This leaflet is to help you understand what epignathus is, what tests you need, and the implication of being diagnosed for your baby after it is born.
What is an Epignathus?
Epignathus is a rare tumour that protrudes from the oral cavity. It is a benign malformation that can be diagnosed in the prenatal life by an ultrasound study.
How does a Epignathus happen?
It is not clear why an epignathus occurs but in most cases, it is thought to occur due to a disorganised growth of the cells during the embryonic life. It is a very rare condition that happens in about 1 in 35.000 to 1 in 200.000 babies.
What are the things to watch for during the pregnancy?
Babies with epignathus are at risk of some problems, especially during the delivery time. The tumour that is formed on the mouth, can be small causing some feeding issues or may reach a large size, causing problems with the breathing of the newborn. The ultrasound will help identify if the tumour is compromising other structures of the baby’s head and in this way to establish an appropriate delivery plan. Many women will also accumulate extra amniotic fluid around the baby. This condition is called polyhydramnios. It can stretch the uterus too much and cause early labour well before the due date.
Could my baby have another associated malformation?
Yes. Although is considered rare, epignathus may be associated with other findings that could affect the formation of the palate, nose, and tongue.

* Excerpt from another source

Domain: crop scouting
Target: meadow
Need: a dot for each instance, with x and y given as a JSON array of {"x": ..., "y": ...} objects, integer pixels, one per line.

If I have another baby, is it going to have an epignathus too?
No. The probability of having another baby with epignathus is very low. There is no evidence that shows this tumor has a genetic predisposition.
What does it mean for my baby after it is born?

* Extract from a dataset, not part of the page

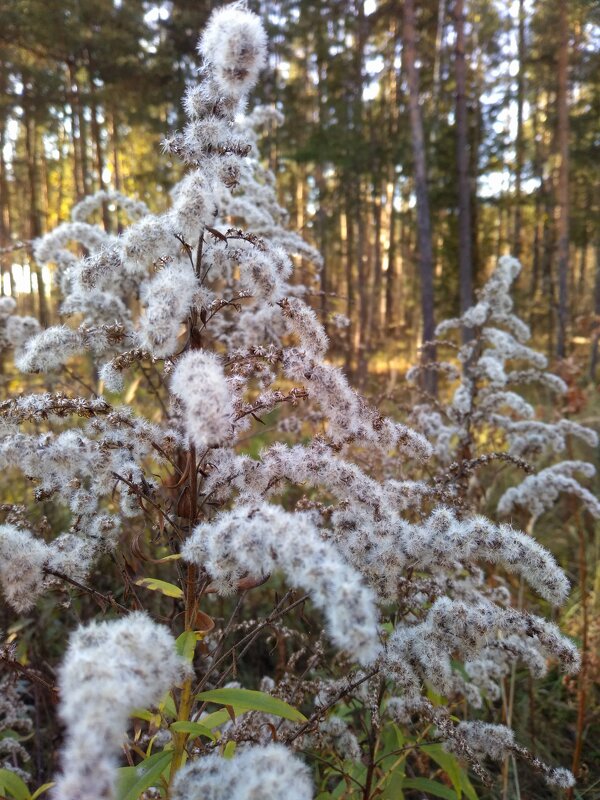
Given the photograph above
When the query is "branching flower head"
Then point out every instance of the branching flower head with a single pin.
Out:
(109, 669)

Sometimes, babies that have been diagnosed with epignathus may need a special delivery plan. A specific procedure called an EXIT procedure may be proposed if the mass is compromising the airway and limiting the correct breathing of your baby. This is the reason why once the diagnosis is made by ultrasonography your baby must be examined by a maternal-fetal specialist who will follow the growth of this mass and help formulate a plan for delivery.
The baby often requires a surgical procedure to remove the tumour from the oral cavity. This intervention may require very complex care in a specialised hospital for weeks after birth.
Will it happen again?
If the surgical procedure is successful with total removal of the mass, the tumour will not grow again.
What other questions should I ask?
- Where should I deliver?
- How is the procedure to secure the breathing of my baby performed during delivery?
- Where will the baby receive the best care after it is born?
- Can I meet the team of doctors that will be assisting my baby when it is born in advance?